Unable to create cluster of Apache Ignite Server Containers running on individual VMs

piali Tue, 29 Nov 2016 20:27:39 -0800

Hi,


I am trying to create a cluster of apache ignite server containers but
unable to bring it up.


*Setup:*

To start, I have created two VMs on two separate host machines and trying
to launch one Apache Ignite server container (Docker) on each VMs .

The VMs are accessible using floating IP (e.g., VM1-172.26.116.67,
VM2-172.26.116.150) and containers are using host networking.

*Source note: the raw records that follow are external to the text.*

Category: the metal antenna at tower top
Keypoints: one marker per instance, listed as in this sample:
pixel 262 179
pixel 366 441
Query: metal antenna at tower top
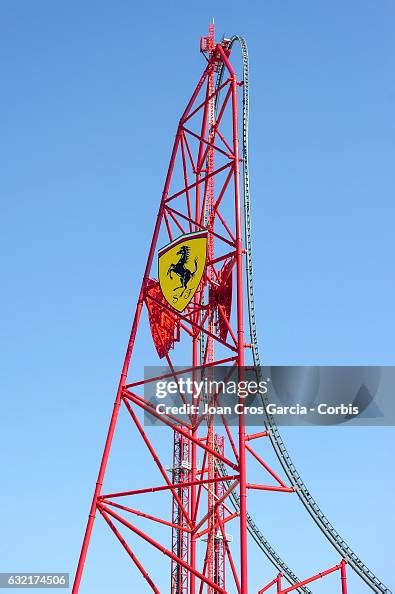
pixel 196 301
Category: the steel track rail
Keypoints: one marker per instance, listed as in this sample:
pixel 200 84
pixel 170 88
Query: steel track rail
pixel 276 440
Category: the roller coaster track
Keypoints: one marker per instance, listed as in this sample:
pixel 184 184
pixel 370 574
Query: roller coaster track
pixel 275 438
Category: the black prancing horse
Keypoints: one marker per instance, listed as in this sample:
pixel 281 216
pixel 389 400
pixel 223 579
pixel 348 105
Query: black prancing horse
pixel 184 273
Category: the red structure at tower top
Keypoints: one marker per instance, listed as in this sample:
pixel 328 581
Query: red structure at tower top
pixel 193 301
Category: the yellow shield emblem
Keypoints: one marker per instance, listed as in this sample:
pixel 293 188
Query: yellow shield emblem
pixel 181 265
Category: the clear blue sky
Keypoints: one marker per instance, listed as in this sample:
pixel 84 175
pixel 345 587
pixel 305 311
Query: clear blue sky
pixel 91 94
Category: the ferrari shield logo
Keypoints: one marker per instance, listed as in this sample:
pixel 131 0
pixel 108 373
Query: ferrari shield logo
pixel 181 265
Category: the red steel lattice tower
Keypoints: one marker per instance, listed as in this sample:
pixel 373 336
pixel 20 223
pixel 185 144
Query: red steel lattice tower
pixel 194 330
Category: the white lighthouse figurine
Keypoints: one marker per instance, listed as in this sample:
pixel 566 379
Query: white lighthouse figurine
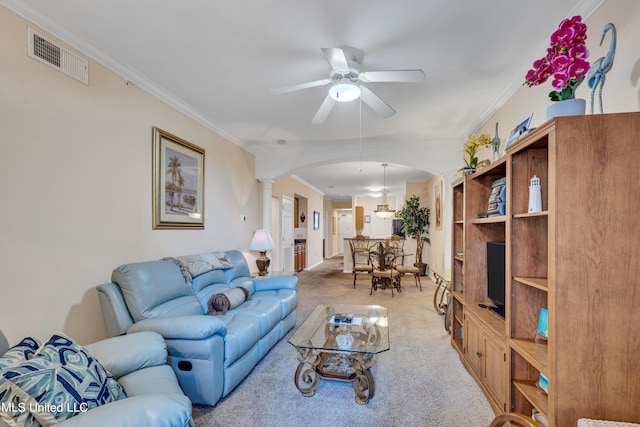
pixel 535 196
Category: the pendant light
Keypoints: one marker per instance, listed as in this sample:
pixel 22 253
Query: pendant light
pixel 383 210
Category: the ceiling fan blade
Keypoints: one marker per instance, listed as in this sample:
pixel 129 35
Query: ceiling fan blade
pixel 337 59
pixel 324 110
pixel 376 104
pixel 400 76
pixel 300 86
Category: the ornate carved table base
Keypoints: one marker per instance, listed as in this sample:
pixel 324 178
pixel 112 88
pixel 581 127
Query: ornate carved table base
pixel 341 366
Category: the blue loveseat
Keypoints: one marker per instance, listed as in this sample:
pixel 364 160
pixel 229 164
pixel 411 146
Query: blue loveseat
pixel 210 354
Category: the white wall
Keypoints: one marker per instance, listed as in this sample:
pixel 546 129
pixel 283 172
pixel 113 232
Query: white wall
pixel 76 190
pixel 622 89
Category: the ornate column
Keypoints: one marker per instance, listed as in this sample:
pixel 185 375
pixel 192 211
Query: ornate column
pixel 267 192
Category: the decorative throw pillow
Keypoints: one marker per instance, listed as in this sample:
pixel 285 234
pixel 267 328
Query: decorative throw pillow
pixel 59 381
pixel 218 260
pixel 226 300
pixel 194 265
pixel 19 353
pixel 15 356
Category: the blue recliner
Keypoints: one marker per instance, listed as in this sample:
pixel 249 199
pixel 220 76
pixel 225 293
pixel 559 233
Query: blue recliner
pixel 153 395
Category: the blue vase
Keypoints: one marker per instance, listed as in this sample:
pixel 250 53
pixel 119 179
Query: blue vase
pixel 568 107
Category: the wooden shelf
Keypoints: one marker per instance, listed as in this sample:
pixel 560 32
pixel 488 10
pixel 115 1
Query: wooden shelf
pixel 458 295
pixel 535 354
pixel 489 220
pixel 531 215
pixel 489 319
pixel 549 263
pixel 534 395
pixel 535 282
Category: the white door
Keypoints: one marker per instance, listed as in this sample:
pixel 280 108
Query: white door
pixel 287 235
pixel 345 229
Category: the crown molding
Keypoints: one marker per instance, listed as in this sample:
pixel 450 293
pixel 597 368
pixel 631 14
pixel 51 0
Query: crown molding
pixel 73 40
pixel 584 8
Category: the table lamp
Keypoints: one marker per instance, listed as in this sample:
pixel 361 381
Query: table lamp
pixel 262 241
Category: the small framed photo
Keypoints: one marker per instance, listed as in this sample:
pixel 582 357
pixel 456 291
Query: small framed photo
pixel 178 182
pixel 519 130
pixel 543 324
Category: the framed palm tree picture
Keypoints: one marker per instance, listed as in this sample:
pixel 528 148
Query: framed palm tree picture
pixel 178 182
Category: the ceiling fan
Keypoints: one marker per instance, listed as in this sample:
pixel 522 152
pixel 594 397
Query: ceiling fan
pixel 345 78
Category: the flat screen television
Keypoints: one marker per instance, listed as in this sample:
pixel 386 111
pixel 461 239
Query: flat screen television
pixel 496 276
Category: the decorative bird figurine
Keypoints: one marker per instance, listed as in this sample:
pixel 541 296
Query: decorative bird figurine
pixel 601 66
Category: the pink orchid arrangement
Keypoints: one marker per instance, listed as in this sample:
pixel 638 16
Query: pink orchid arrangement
pixel 566 60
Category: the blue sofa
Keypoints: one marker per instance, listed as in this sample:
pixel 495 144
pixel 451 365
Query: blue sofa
pixel 139 363
pixel 210 354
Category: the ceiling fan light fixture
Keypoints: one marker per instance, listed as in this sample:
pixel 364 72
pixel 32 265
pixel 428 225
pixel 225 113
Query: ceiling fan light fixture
pixel 344 92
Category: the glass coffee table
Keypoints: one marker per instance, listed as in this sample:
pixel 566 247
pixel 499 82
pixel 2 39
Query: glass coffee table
pixel 332 347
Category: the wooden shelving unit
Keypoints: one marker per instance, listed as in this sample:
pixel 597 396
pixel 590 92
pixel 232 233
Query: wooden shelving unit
pixel 573 259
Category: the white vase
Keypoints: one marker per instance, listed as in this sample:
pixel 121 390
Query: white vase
pixel 568 107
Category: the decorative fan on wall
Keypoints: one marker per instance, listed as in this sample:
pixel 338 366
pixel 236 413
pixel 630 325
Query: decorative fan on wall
pixel 345 78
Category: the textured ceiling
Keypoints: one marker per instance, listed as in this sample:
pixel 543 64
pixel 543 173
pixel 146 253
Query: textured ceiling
pixel 217 60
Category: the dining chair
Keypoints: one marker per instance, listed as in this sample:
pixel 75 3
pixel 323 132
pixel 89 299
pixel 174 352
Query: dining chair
pixel 359 256
pixel 384 274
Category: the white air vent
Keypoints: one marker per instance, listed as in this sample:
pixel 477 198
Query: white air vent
pixel 52 54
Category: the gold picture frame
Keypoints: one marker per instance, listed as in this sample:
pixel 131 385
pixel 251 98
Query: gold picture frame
pixel 178 182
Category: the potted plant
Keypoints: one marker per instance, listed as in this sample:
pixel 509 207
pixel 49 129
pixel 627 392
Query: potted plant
pixel 416 224
pixel 565 61
pixel 475 141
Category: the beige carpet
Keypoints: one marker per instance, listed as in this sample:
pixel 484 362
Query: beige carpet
pixel 419 382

The containers are also pinging each other.


*Testing: *

I am using the $IGNITE_HOME/bin/ignite.sh, but have changed the default
configuration to enable discovery.



    <bean id="grid.cfg"
class="org.apache.ignite.configuration.IgniteConfiguration">

      <property name="cacheConfiguration">

        <bean class="org.apache.ignite.configuration.CacheConfiguration">

          *<property name="offHeapMaxMemory" value="0"/>*

        </bean>

      </property>



      <!-- Explicitly configure TCP discovery SPI to provide list of
initial nodes. -->

        <property name="discoverySpi">

            <bean
class="org.apache.ignite.spi.discovery.tcp.TcpDiscoverySpi">

                <property name="localPort" value="47500"/>

                *<property name="networkTimeout" value="20000" />*

                <property name="ipFinder">

                    <!--bean
class="org.apache.ignite.spi.discovery.tcp.ipfinder.vm.TcpDiscoveryVmIpFinder"
-->

                    <bean
class="org.apache.ignite.spi.discovery.tcp.ipfinder.cloud.TcpDiscoveryCloudIpFinder"/>

                        <property name="addresses">

                            <list>

                                <!-- In distributed environment, replace
with actual host IP address.> -->

                                *<value>127.0.0.1:47100..47509</value>*

*                                <value>172.26.116.67:47100..47509</value>*

                            </list>

                        </property>

                    </bean>

                </property>

                <property name="ackTimeout" value="50"/>

                <property name="socketTimeout" value="200"/>

                <property name="heartbeatFrequency" value="100"/>

            </bean>

        </property>

        <property name="communicationSpi">

          <bean
class="org.apache.ignite.spi.communication.tcp.TcpCommunicationSpi">

             <!-- Override local port. -->

             <property name="localPort" value="47100"/>

             *<property name="sharedMemoryPort" value="-1"/>*

          </bean>

      </property>

    </bean>

*Issue:*


When I start the 1st Apache Ignite server container on VM1, I see warnings
related to remote node GC pauses even though I tuned off heap memory (<property
name="offHeapMaxMemory" value="0"/>), and also, no remote node is running.
(verified through visor)


[22:55:24,132][INFO][main][TcpCommunicationSpi] Successfully bound to TCP
port [port=47100, locHost=0.0.0.0/0.0.0.0]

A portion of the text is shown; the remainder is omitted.